Se não as aguentar, abandono a caminhada, pois será insensato, com feridas nos pés, enfiá-los em lama e águas sujas. No entanto, uma vez saída de Vilarinho, até a desistência se complica, por não haver transportes públicos. Restar-me-á pedir boleia – um recurso do qual, por razões de segurança, não convém abusar.
Sempre que, excepcionalmente, recorri a esta solução, conheci pessoas com as quais, de outra maneira, nunca teria contactado. Quase todos dispomos, mesmo vivendo numa capital, de um círculo de relações homogéneo e eu, tanto em Lisboa, como em Paris, convivo com pintores, escritores, doutores, seres únicos e preciosos – os meus amigos. No entanto também me interessa ouvir os outros, aqueles cujos trabalhos eu não imaginava de maneira concreta: transportar – e descarregar – papel para reciclagem, desenhar barras sinaléticas nas estradas, levar água às vacas nos prados... Estes condutores, capazes de parar, de levar uma desconhecida, contaram-me, nos limites de um trajecto, as suas ocupações e preocupações, as suas vidas familiares, os seus sonhados projectos; tais conversas, algumas muito curtas, outras de uma ou duas horas, representam contributos decisivos para o que hoje sou – e ensinaram-me mais do que a maioria dos professores na Faculdade de Letras de Lisboa. (E no entanto tive boa formação universitária.)

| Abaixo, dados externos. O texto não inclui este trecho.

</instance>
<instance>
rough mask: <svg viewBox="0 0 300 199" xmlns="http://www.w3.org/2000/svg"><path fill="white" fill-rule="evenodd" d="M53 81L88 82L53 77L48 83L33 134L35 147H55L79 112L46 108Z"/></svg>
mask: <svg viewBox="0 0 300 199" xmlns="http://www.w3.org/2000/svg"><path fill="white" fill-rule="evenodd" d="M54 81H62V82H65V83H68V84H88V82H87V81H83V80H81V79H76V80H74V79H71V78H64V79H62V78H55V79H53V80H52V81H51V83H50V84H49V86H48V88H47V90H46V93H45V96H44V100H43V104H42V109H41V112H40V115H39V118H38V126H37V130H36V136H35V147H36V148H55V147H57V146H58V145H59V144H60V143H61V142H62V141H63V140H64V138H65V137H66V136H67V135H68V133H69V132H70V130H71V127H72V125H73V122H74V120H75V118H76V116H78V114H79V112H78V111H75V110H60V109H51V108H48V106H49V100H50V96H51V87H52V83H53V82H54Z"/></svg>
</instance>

Consciente dos riscos de um mau encontro, reservo contudo a boleia para circunstâncias excepcionais. Na verdade... Uma mulher prudente não partiria agora para Bagunte.
Estou a vê-la... Entra no café e, embora pareça só, o dono não se surpreende, por cada dia atender, às mesmas horas, gente com mochila e bizarros costumes. Todavia esta mulher encomenda em português um galão e inquire a que horas passa a camioneta de Vila do Conde. Aqui ele mira-a com mais atenção: de manhã os estrangeiros costumam prosseguir a pé e só à tarde, quando o abrigo se enche, buscam meios de transporte colectivo.
- É portuguesa...
- Sou.
- Não vai para Santiago?
- Ia... Mas tenho várias bolhas, não posso calçar as botas, mais vale regressar a casa.
- Vem a pé de onde?
- Do Porto.
A Mulher Prudente não pode vir de Lisboa. Se vem de Lisboa, abandone ou não a caminhada em Vilarinho, sem ser imprudente, opta todavia por – em certas circunstâncias – correr alguns riscos. Já o leitor tirou as lógicas conclusões: não sou esta mulher. Por isso – agora parto. (Descubro-me como oximoro ambulante: a ousada prudência e a cautela aventurosa são a minha especialidade.)
É domingo. Seis e meia da manhã. Vejo um céu carregado de cinzento – convém aproveitar enquanto as nuvens hesitam. Sem dúvida, em alguns lugares, a tromba de água arrastou pedras, criou torrentes... Será possível prosseguir? E se de súbito algum temporal transformar em ribeira o trilho onde me encontro? Ocorrem-me imagens de telejornal, pontes derruídas, carros arrastados, casas demolidas, ravinas derrocadas, árvores arrancadas, em plena Europa, alguns em Portugal, até em lugares por onde passo: perto de Queluz, morreu uma mulher, dentro de um carro, levada pelas águas, num percurso quotidiano.
O meu roteiro indica um atalho através da mata. Desta vez, por causa da lama e destes receios, prefiro caminhar à beira da estrada – agora não há carros.
É de manhã, levo as botas calçadas: sinto a mochila leve e caminho com gosto. Devoro uma sandes. Depois, sentindo ainda fome, vou trincando nozes, uma barra, uma banana... Conservo um apetite de ogre. Bom sinal.
Cai-me, ora na cara, ora nas mãos, de vez em quando, uma gota de chuva.